Nettle is shaking, a gargling sound scraping from his throat. He stares down at his ribs. At the dagger hilt protruding from his side.
“Oh, thank the Sisters,” he says, and the desperate relief in Nettle’s voice rattles me to my core.
Behind him stands Simon, his hands red with Nettle’s blood. His face is blank as he drives the hilt in further, sending Nettle to his knees.
When Nettle falls face-first onto the grass, Simon takes a sharp inhale, then slowly looks up at me. “He made me believe I killed Thomas,” he says, as if the blood on his hands needs explaining. As if I walked in on the blood-spattered aftermath of a crime, rather than witnessing the whole thing.
“I know,” is all I say.
“Careful, Michael, or you’re sure to fall.” Our necks snap to the side, Michael’s voice summoning us out of the moment.
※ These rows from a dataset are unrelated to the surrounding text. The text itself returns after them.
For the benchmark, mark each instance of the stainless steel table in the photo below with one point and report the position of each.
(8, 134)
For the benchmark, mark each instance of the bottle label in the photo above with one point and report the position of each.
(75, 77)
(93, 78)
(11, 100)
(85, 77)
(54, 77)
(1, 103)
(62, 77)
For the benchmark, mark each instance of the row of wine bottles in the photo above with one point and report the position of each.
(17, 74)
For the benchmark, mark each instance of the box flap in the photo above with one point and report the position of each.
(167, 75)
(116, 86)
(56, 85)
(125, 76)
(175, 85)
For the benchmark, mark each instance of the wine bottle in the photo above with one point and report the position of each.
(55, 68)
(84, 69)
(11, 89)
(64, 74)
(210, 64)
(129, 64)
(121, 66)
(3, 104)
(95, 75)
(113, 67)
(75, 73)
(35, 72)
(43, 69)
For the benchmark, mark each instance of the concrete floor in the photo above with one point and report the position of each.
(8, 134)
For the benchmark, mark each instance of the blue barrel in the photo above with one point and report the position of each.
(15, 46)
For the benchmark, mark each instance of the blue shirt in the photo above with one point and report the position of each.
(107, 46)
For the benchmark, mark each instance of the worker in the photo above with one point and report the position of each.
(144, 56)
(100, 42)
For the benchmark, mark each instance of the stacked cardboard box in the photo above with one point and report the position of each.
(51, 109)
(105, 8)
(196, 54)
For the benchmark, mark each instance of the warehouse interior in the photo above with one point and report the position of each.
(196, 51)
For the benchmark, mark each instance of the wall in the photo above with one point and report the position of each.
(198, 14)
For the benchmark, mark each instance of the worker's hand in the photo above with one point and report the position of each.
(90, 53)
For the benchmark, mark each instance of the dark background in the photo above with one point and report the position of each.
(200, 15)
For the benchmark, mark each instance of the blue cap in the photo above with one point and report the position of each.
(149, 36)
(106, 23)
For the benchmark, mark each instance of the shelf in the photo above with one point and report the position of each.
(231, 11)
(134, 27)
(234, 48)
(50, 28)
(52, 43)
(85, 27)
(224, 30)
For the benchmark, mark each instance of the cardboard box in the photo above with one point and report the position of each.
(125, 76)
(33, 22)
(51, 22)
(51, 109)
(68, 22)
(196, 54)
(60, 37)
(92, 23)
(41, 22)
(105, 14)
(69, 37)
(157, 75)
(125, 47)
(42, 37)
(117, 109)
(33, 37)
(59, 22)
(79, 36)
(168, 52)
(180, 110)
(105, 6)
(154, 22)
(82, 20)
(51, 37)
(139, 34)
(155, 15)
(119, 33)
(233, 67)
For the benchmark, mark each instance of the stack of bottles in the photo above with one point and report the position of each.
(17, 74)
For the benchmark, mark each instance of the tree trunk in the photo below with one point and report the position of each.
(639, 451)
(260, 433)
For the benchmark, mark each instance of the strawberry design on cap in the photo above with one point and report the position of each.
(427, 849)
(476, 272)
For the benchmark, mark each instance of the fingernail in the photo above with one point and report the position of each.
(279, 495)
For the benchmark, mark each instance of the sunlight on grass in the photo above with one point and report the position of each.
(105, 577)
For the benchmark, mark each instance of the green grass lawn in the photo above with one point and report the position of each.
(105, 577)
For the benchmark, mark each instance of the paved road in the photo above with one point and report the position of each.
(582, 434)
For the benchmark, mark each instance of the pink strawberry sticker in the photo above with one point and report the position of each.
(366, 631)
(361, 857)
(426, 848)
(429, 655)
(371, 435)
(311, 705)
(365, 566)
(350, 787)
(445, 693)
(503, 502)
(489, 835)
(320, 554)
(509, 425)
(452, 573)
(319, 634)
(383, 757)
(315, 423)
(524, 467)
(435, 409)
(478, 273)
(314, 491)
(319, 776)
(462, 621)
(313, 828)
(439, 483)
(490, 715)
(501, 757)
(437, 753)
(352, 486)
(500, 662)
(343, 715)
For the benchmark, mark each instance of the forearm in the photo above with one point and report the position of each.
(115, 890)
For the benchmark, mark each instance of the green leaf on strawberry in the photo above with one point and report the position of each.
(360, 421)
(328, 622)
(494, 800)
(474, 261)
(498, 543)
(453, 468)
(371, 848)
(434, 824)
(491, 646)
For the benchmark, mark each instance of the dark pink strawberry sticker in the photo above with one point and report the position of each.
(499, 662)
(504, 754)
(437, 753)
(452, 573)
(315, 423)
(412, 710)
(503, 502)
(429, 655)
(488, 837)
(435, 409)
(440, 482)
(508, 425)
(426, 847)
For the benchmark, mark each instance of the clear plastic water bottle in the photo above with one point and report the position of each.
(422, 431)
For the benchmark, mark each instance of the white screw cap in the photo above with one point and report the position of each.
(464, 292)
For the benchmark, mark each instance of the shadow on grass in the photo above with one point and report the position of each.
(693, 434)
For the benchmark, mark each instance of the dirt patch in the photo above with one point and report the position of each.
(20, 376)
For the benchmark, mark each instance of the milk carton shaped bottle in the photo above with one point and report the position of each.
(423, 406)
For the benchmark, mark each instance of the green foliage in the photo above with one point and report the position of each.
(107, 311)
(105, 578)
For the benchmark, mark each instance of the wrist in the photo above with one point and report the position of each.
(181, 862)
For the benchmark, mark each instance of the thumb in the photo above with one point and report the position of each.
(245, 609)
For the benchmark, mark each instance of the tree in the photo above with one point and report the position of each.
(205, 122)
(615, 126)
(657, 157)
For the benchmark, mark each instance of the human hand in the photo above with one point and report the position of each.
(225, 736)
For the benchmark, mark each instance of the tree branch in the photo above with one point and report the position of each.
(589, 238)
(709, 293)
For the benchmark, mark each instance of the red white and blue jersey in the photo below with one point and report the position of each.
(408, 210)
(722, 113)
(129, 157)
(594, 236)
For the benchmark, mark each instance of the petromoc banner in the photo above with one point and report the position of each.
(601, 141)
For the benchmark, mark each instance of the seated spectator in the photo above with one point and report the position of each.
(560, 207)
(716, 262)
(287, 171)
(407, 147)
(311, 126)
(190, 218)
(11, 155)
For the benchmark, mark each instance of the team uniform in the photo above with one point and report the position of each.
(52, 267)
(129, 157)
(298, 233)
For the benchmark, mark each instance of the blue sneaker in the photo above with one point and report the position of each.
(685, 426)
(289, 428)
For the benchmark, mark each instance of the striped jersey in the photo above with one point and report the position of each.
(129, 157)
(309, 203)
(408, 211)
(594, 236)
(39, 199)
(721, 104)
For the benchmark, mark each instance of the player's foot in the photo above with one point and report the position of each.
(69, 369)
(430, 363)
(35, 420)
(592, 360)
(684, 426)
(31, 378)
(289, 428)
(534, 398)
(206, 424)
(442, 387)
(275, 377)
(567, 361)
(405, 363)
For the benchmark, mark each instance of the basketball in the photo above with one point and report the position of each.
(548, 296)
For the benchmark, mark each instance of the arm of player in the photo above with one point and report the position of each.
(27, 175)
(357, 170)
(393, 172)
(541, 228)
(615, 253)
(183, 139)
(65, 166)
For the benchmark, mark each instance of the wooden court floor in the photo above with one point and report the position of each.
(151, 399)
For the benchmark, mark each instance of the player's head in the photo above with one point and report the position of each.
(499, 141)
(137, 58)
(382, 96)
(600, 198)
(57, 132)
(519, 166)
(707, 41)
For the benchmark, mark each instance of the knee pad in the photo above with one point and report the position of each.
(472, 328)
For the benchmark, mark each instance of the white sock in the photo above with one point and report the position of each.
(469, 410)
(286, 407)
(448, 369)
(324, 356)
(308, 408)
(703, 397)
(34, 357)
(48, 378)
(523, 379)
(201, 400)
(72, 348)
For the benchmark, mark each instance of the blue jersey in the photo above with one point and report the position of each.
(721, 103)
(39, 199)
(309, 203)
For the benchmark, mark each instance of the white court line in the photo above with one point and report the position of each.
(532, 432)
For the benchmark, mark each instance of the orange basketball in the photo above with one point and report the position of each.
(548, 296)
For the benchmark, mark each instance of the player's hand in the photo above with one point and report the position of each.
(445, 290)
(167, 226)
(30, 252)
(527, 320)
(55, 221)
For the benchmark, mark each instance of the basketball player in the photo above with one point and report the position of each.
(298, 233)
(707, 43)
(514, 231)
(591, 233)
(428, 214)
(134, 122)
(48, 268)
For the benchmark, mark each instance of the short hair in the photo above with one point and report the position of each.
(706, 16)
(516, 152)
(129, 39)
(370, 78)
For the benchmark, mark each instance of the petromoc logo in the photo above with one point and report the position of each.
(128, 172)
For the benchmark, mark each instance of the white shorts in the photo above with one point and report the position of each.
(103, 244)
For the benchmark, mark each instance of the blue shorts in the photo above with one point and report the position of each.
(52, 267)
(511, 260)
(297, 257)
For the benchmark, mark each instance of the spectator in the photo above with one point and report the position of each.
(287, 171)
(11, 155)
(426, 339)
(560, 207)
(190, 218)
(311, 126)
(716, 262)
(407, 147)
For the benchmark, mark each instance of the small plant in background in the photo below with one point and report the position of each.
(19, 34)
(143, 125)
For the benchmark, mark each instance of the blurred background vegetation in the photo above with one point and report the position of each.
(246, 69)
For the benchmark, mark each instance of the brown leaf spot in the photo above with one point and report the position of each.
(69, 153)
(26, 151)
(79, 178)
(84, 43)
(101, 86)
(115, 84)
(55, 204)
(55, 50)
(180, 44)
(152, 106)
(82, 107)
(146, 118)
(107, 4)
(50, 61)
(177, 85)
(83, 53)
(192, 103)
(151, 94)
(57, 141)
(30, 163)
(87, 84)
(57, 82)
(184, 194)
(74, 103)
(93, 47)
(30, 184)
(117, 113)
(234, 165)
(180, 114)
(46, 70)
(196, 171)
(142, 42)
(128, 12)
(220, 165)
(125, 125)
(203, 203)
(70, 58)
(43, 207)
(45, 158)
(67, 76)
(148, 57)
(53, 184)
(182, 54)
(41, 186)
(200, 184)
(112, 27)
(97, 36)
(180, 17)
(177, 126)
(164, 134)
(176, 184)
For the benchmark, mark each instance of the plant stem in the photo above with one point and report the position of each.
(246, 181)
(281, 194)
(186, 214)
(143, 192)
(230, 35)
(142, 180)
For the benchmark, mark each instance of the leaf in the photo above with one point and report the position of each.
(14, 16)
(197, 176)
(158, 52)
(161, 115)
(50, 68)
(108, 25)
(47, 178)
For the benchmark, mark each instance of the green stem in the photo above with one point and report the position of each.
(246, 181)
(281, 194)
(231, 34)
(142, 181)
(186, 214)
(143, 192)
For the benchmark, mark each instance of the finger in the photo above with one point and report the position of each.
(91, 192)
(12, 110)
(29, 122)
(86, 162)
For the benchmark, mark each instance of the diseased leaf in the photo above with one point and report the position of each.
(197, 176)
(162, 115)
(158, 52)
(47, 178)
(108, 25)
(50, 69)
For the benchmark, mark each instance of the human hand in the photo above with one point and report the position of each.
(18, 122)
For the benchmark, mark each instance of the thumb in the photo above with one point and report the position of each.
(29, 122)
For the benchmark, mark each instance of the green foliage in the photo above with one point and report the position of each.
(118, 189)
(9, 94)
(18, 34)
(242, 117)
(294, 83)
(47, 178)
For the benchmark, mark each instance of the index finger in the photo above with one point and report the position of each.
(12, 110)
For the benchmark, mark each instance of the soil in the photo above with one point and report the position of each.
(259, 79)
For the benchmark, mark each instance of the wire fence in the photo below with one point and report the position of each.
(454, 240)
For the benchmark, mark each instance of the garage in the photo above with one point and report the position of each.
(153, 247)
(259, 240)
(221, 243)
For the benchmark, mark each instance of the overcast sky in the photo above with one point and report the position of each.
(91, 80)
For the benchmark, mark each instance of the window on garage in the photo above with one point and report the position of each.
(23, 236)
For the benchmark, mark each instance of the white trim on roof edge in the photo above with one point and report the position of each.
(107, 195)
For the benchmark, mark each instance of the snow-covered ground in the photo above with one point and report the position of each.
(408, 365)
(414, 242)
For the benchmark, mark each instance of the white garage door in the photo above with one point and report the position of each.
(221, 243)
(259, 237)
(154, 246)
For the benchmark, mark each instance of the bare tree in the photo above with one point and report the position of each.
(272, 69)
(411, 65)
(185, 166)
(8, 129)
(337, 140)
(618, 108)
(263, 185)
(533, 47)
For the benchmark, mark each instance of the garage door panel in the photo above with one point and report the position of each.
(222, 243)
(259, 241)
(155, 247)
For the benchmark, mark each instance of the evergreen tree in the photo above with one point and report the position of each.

My legs break into a run, a mad dash for my little brother, whose voice has heightened in pitch after watching Nettle bleed out. He’s at the edge of the cliff, kicking stones and watching the crumble of dirt and debris fall into the crashing sea below.
But the cliffs aren’t prepared for my brother’s weight. Or maybe they are, and the sea is simply hungry, the cliffs executing the sea’s bidding. Because the edge of the cliff collapses underneath my brother’s feet.
I hurtle myself across the grass, flinging my hand at his ankle. My fingers brush the heel of his boot.
And then Michael slips away.
I’m sure I scream. At least, my mouth opens and air whooshesthrough my throat, but it’s caught up in the wind, which carries away my scream like I don’t deserve the catharsis of agony.
Because I let my brother fall.
I did this, in alerting Simon. In trying to rescue all of them, I failed my brother, who it was my job to protect.
No. No, no, no.
I’d distracted Nettle long enough for Simon to sneak up on him, and I’d traded one brother for the other.
Soft dirt scrapes underneath my fingernails, causing a shooting pain as I drag myself to the edge of the cliffside. The idea of looking makes me want to vomit, but I have to. Can’t bear the idea of not honoring Michael by sheltering myself from the evidence of my failure.
I hope he passed out on the way down.
I hope he flew higher than the faerie dust ever took me.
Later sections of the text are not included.